When he came back down the steps, Kimble leaned against the truck while wiping grease off his hands. Gerard waited until the man was clean and put down the cloth. The fact his friend was on his feet made it so much more satisfying to fling the plastic tuxedo bag in his face.

With Richard a few inches shorter than Sam, the bag landed flip flopped right over his head. He froze.

Sam regretted the rash action for three point two seconds until Kimble—slowly—pulled the bag down so it sat in his arms and not hooked over his skull, revealing lowered brows and a cement line to his mouth. His hair stuck up in wild tufts.

At last. Some emotion that's not sorrow or anxiety.

This was progressing better than Gerard hoped.

"I'm not going." Only Kimble's default gentle decorum kept his voice from being a growl. "I have the right to sit this one out. Helen…Helen died during a party like this. Because I was away from home."

Sam's features smoothed instantly. "I know. And I'm not making you go. Nobody has the right to push you: not me, not coworkers, not my kids. No one, you hear? I just thought being surrounded by familiar faces might do you better than sitting alone in a cold garage."

Kimble didn't appear to move at all, but the plastic crinkled noisily, his fingers hidden in the material.

"Did you ever think that maybe we worry about you being alone at home?"

The doctor looked up at that. He shook his head.

Sam ducked his face with another snort. "Well, Poole worries about you, anyway. Loudly. In my office."

Richard smiled too. Both imagined the short woman's determination to badger everyone in her immediate vicinity to be cared for.

"Richard," Sam whispered, "There's no one here to get hurt in your absence. You're not coming home to blood or broken furniture or intruders. Not this time. Not ever again, if I can help it."

Richard's eyes were somewhere to his right—the memory side of eye movement, Sam knew. That was alright. Gerard could wait him out, could satisfy himself with Kimble's skating jaw, a metal detector sliding back and forth along this personal desert.

Richard blew through the circle of his lips. "It's not being held at the…the hotel again this year?"

Gerard knew the doctor had received an invitation, that he knew the answer to this question. Sam answered the man anyway. "Nope. It's at the golf club, outside the city. It couldn't be further from last year's venue."

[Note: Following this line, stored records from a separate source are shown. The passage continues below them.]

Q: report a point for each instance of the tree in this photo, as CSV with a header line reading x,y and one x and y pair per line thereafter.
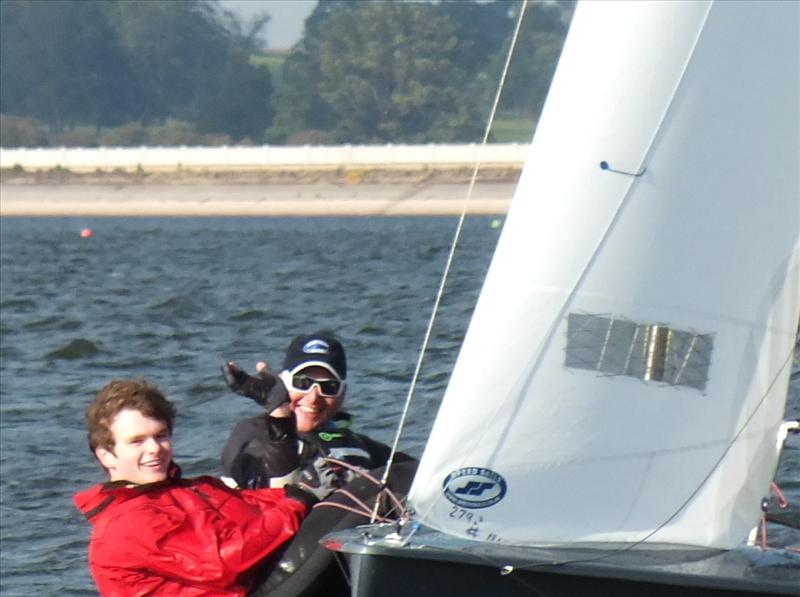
x,y
541,38
60,62
378,72
177,52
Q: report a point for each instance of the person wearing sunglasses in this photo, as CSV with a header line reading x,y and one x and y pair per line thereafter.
x,y
303,423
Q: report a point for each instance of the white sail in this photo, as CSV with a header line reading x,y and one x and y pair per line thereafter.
x,y
625,372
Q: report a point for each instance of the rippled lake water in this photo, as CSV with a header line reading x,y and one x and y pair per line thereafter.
x,y
170,300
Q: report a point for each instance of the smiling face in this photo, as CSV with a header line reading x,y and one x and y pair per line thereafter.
x,y
311,409
142,449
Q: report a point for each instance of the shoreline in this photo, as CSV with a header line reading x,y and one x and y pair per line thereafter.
x,y
263,193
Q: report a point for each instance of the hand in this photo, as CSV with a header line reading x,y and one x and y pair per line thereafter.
x,y
265,389
234,377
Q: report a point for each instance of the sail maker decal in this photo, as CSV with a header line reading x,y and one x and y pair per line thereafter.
x,y
474,487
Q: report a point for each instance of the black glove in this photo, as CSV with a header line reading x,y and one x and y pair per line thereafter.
x,y
267,390
321,478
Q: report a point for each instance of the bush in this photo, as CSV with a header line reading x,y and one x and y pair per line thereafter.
x,y
131,134
311,137
21,131
78,137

Kimble nodded. "Good. That's good."

And then they were left standing there, tuxedo clad marshal feeling like an idiot and a surgeon who'd stopped twitching out of sheer exhaustion. A night out was just what he needed. It was a Friday. No surgeries.

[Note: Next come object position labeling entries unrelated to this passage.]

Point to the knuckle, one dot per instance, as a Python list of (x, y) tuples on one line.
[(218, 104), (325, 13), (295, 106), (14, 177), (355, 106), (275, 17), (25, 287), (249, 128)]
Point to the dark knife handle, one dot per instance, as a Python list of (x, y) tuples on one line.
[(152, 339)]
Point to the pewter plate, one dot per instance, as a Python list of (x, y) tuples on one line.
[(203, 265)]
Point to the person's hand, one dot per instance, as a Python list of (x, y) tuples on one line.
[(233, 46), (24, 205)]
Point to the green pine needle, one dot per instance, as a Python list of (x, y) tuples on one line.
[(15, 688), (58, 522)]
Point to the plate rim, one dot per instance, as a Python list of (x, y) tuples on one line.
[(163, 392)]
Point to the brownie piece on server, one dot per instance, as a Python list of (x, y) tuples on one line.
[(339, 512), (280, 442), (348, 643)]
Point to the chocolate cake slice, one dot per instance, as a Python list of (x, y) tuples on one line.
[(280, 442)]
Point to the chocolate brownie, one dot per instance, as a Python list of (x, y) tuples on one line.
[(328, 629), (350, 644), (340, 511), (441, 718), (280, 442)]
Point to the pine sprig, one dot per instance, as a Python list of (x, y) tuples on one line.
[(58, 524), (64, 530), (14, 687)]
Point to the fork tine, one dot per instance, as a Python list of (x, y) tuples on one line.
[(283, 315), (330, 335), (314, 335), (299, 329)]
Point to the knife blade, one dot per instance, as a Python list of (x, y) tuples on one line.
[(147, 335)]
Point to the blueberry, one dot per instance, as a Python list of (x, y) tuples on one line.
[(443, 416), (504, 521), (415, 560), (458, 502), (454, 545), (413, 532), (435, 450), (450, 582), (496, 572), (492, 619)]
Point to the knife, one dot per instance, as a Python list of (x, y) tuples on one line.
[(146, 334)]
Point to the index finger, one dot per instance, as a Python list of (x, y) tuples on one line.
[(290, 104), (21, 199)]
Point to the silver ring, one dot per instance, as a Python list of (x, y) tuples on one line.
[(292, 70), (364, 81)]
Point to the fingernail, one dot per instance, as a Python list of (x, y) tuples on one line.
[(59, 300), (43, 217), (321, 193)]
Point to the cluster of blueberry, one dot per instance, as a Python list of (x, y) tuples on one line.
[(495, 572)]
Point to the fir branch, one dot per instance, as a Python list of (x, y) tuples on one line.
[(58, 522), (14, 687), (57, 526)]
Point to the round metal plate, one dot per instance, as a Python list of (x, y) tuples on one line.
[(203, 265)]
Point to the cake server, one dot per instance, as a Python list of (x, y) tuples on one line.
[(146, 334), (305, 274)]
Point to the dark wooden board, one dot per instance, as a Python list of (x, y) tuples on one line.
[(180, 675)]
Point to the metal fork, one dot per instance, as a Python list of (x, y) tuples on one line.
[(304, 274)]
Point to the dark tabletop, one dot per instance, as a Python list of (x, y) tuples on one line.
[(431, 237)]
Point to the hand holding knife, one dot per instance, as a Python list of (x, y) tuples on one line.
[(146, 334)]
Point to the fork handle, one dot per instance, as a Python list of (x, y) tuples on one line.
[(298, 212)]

"Are you on call?" Sam asked.

Richard shook his head. "I asked not to be put on the list. Not yet anyway. After…"

Sam nodded so Kimble didn't have to finish that thought. He glanced at his watch. "Well, campers. I have a date to pick up and a smart-guy party to mingle at in less than forty five minutes. I was promised steak by Kathy, so that should make the evening worthwhile, if nothing else."

Richard smiled, one hand on his hip now. "You enjoy yourself, Deputy."

"You too, Doctor."

The vascular surgeon who cut people's arteries open for a living sat down in front of his stubborn wheel wells with a goodbye wave to the man who shot open people's arteries for a living.

Cosmic irony.

Gerard drove away and wondered when—or if—the writhing knot in his chest would go away.